9) Mary Sues. A Mary Sue is a character who’s a stand-in for the writer’s idealized self. She’s beautiful. Everybody loves her. She always saves the day. She has no faults. Except she’s boring and completely unbelievable.
10) Imprecise word usage. This is what snagged the infamous unhappily-reviewed indie author of a couple of weeks back. If you don’t know the difference between lie and lay, aesthetic and ascetic, or why a woman can’t “carry her stocky build” down the stairs, you’ll get two-star reviews, too.
11) Incorrect spelling and grammar. The buying public isn’t your third grade teacher; they won’t give you a gold star just to boost your self-esteem. Spelling and grammar count. Words are your tools. Would you try out for professional baseball if you didn’t know how to hold a bat? Electronic grammar checks can only do so much. And they’re often wrong. Buy a grammar book. Take a course. Go to a writers conference. Seriously. Even a good editor can’t do everything.

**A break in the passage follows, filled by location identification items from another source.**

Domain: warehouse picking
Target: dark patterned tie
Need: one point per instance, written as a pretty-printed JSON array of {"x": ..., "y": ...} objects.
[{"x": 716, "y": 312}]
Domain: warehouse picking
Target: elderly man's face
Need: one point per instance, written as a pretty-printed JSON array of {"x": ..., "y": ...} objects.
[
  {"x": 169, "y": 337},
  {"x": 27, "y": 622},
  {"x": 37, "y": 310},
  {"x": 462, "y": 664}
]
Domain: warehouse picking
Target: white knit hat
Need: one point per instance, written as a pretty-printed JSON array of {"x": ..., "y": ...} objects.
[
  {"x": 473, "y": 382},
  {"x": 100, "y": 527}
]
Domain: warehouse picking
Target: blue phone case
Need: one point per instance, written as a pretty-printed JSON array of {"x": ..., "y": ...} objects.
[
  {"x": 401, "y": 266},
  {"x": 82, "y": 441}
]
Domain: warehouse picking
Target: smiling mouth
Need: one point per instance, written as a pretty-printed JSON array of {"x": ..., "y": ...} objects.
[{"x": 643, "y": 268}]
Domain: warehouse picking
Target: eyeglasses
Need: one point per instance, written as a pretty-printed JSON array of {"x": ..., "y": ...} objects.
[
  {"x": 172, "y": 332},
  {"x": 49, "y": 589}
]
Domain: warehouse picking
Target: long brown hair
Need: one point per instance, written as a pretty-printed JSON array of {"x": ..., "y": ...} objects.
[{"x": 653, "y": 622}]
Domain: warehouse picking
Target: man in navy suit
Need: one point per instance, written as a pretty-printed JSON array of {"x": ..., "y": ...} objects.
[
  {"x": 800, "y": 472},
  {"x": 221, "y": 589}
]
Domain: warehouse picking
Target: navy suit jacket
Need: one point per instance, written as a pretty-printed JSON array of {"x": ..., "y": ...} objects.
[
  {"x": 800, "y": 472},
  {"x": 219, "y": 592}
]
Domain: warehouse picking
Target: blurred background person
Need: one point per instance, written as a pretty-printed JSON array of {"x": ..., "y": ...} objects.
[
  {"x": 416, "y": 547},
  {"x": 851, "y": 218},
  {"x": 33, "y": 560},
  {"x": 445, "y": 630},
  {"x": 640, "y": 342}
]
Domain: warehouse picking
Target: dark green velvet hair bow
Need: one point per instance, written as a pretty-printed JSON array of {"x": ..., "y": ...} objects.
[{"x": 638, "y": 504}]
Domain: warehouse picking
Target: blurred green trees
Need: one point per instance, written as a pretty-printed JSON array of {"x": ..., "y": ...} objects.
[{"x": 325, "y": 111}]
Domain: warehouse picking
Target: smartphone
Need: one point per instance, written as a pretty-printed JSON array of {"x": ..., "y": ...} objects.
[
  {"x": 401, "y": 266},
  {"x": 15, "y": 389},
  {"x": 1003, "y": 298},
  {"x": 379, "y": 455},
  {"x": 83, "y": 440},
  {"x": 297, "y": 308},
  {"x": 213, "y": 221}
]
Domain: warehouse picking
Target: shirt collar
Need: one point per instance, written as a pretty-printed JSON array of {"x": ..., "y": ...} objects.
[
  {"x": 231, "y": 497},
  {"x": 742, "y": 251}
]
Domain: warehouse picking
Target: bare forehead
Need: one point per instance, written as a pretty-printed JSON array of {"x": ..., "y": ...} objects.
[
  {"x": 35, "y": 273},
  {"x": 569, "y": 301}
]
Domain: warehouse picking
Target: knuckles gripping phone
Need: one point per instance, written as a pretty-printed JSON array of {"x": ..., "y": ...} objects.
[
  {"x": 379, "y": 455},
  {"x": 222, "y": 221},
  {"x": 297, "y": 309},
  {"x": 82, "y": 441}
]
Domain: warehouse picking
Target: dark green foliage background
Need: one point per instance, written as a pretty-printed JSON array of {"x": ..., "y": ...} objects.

12) Wordiness. There’s a reason agents are wary of long books. New writers tend to take 100 words to say what seasoned writers can say in 10. If your prose is weighty with adjectives and adverbs, or clogged with details and repetitive scenes, you’ll scare off readers as well.
If you’re still doing any of these things, RELAX! Enjoy writing for its own sake a while longer. Read more books on craft.. Build inventory. You really do need at least two polished manuscripts in the hopper before you launch your career.
And hey, you don’t have to become a marketer just yet. Isn’t that good news?
How about you, scriveners? What mistakes did you make when you were starting out? As a reader, what amateurish red flags make you wish you hadn’t wasted your 99 cents?